In [None]:
import matplotlib
import matplotlib.pyplot as plt
import numpy as np
import pandas as pd
import seaborn as sns
import statsmodels.api as sm

%matplotlib inline

In [None]:
df_in = pd.read_csv('Austin_Animal_Center_Intakes.csv')
df_in.head()

# Preparing the data

In [None]:
df_out = pd.read_csv('Austin_Animal_Center_Outcomes.csv')
df_out.head()

In [None]:
# Join the intake data with the outcome data;
# include date and location it was found, intake type and condition,
# and whether it was neutered/spayed or not at intake

df_in1 = df_in[['Animal ID', 'Name', 'DateTime', 'MonthYear', 'Found Location', 'Intake Type', 'Intake Condition', 'Animal Type', 'Sex upon Intake', 'Age upon Intake', 'Breed', 'Color']].rename(columns={'DateTime': 'Intake Time', 'MonthYear' : 'Intake MonthYear'})

df_out1 = df_out[['Outcome Type', 'DateTime', 'MonthYear', 'Outcome Subtype', 'Sex upon Outcome', 'Age upon Outcome']].rename(columns={'DateTime': 'Outcome Time', 'MonthYear': 'Outcome MonthYear'})

df_combined = pd.concat([df_in1, df_out1])


print(df_combined)

In [None]:
# TODO 2: find the unique type-subtype pairs. Right now it just shows them all
type_subtype_pairing = df_out[['Outcome Type', 'Outcome Subtype']]
outcome_type = df_out['Outcome Type']
outcome_subtype = df_out['Outcome Subtype']

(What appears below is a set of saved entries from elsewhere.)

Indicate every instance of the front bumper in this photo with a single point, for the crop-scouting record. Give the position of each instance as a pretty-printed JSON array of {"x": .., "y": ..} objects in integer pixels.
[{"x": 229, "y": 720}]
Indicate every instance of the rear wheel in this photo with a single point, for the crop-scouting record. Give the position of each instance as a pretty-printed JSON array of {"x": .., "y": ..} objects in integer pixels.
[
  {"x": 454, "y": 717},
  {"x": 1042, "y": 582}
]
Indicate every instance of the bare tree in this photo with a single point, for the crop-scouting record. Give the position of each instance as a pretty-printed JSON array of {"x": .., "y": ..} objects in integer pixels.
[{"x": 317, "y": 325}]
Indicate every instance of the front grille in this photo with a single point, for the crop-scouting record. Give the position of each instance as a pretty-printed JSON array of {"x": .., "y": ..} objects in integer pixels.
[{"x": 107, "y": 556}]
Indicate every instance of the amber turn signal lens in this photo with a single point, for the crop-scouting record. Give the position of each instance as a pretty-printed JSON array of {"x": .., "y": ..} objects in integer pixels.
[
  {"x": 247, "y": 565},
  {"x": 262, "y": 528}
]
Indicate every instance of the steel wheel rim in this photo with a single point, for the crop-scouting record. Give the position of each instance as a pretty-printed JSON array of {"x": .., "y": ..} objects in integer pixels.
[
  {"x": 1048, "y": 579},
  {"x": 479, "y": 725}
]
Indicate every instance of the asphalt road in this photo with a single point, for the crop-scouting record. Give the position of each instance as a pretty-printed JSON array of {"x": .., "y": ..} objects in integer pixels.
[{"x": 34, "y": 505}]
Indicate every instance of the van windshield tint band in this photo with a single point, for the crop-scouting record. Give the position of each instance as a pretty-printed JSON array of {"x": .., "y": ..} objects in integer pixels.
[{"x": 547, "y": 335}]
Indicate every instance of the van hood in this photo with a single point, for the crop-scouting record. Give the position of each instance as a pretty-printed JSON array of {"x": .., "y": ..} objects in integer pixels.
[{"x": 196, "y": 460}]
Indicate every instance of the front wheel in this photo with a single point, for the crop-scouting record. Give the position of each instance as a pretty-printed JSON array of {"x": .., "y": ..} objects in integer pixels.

unique_types = outcome_type.unique()
unique_subtypes = outcome_subtype.unique()

# Unique type-subtype pairings, such as 'Adoption' and 'Foster'
unique_pairings = []

print("Unique types of outcomes - ", unique_types.tolist())
print("Unique sub-types of outcomes - ", unique_subtypes.tolist())

total_cases = 0
for outcomeType in unique_types:
    outcome_count = len(type_subtype_pairing.loc[type_subtype_pairing['Outcome Type'] == outcomeType])
    total_cases += outcome_count
    print('Number of cases where the outcome is {} is {}'.format(outcomeType, outcome_count))

print('The total number of cases is', total_cases)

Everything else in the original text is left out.